Mit Selbstständigkeit hat dies nur noch in Bezug auf die Risiken zu tun bei der Gewinnabschöpfung zieht Kamps diese Franchisenehmer über den Tisch, auch indem es diese zwingt, selbst die Putzmittel über Kamps (natürlich völlig überteuert) zu kaufen. Viele klagen dagegen mittlerweile auch.
Ciao
Wolfgang
P.S. Ich glaube wenn diese Art Rechtsverständniss weiterhin zunimmt hilft nur noch ziviler Ungehormsam.
Hallo,
es steht dir doch frei zu entscheiden mit wem du zu welchen Bedingungen Verträge abschließt. Bist du mit den Bedingungen nicht einverstanden, machst du mit jemand anderem deine Geschäfte. Ich sehe hier kein Problem.
Gruß
S.J.
Ich taste mich mal an das Problem ran. Wenn ich davon ausgehe,
daß ich in der Preisgestaltung nicht frei bin, auch keine
Rechte habe, was Kundenwahl betrifft und dann noch gezwungen
bin die Buchhaltung der Plattform zu akzeptieren auch wenn mir
dadurch z.b. erhebliche Nachteile erwachsen würden, was hat
das ganze dann eigentlich noch mit Selbstständigkeit zu tun?

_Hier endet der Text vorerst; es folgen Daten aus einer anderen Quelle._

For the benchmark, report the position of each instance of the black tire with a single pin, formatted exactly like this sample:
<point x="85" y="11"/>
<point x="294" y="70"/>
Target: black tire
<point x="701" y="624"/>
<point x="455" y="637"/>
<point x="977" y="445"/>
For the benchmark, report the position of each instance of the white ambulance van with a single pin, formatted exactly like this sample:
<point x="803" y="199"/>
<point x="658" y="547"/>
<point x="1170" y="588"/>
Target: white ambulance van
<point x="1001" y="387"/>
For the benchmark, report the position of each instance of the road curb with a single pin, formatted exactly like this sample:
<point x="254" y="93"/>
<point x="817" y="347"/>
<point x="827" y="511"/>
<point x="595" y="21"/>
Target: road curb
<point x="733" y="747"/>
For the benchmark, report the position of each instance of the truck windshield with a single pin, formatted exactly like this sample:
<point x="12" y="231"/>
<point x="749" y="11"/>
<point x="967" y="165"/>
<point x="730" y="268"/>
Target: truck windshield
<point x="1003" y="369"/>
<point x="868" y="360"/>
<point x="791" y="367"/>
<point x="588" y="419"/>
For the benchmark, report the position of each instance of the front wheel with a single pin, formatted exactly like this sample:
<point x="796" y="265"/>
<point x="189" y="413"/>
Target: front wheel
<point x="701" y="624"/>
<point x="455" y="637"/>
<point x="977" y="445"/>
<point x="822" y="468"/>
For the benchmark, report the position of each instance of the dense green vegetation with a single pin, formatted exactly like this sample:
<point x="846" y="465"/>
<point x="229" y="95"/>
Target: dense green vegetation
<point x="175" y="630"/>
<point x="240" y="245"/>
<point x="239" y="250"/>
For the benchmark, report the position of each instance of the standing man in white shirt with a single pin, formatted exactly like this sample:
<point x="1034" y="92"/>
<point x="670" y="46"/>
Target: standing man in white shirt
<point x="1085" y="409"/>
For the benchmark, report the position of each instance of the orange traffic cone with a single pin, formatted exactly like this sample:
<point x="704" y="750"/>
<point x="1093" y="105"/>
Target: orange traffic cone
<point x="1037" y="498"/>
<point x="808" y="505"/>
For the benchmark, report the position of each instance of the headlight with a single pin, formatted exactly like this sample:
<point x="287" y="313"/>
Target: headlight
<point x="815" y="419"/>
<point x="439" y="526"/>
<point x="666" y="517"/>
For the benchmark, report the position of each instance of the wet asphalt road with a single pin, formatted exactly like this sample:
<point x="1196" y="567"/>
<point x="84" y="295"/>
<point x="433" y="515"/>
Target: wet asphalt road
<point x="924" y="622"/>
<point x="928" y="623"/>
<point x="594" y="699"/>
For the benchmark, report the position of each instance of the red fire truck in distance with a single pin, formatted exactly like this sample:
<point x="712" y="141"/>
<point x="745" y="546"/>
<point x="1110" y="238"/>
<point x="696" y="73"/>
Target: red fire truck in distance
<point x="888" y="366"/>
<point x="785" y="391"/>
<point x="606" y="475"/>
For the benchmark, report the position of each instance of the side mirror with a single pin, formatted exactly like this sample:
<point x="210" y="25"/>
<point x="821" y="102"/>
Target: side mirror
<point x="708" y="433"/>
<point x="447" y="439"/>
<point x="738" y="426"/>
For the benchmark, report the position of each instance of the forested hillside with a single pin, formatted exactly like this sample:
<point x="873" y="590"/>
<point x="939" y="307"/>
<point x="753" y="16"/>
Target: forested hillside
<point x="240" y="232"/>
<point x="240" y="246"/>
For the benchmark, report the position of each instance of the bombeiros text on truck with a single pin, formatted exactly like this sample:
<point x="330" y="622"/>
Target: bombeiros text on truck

Darüber habe ich vor einiger Zeit mal einen TV-Bericht zur
Backkette Kamps gesehen, die genau solche Knebelverträge
anbieten.
Mit Selbstständigkeit hat dies nur noch in Bezug auf die
Risiken zu tun bei der Gewinnabschöpfung zieht Kamps diese
Franchisenehmer über den Tisch, auch indem es diese zwingt,
selbst die Putzmittel über Kamps (natürlich völlig überteuert)
zu kaufen. Viele klagen dagegen mittlerweile auch.
Ciao
Wolfgang
P.S. Ich glaube wenn diese Art Rechtsverständniss weiterhin
zunimmt hilft nur noch ziviler Ungehormsam.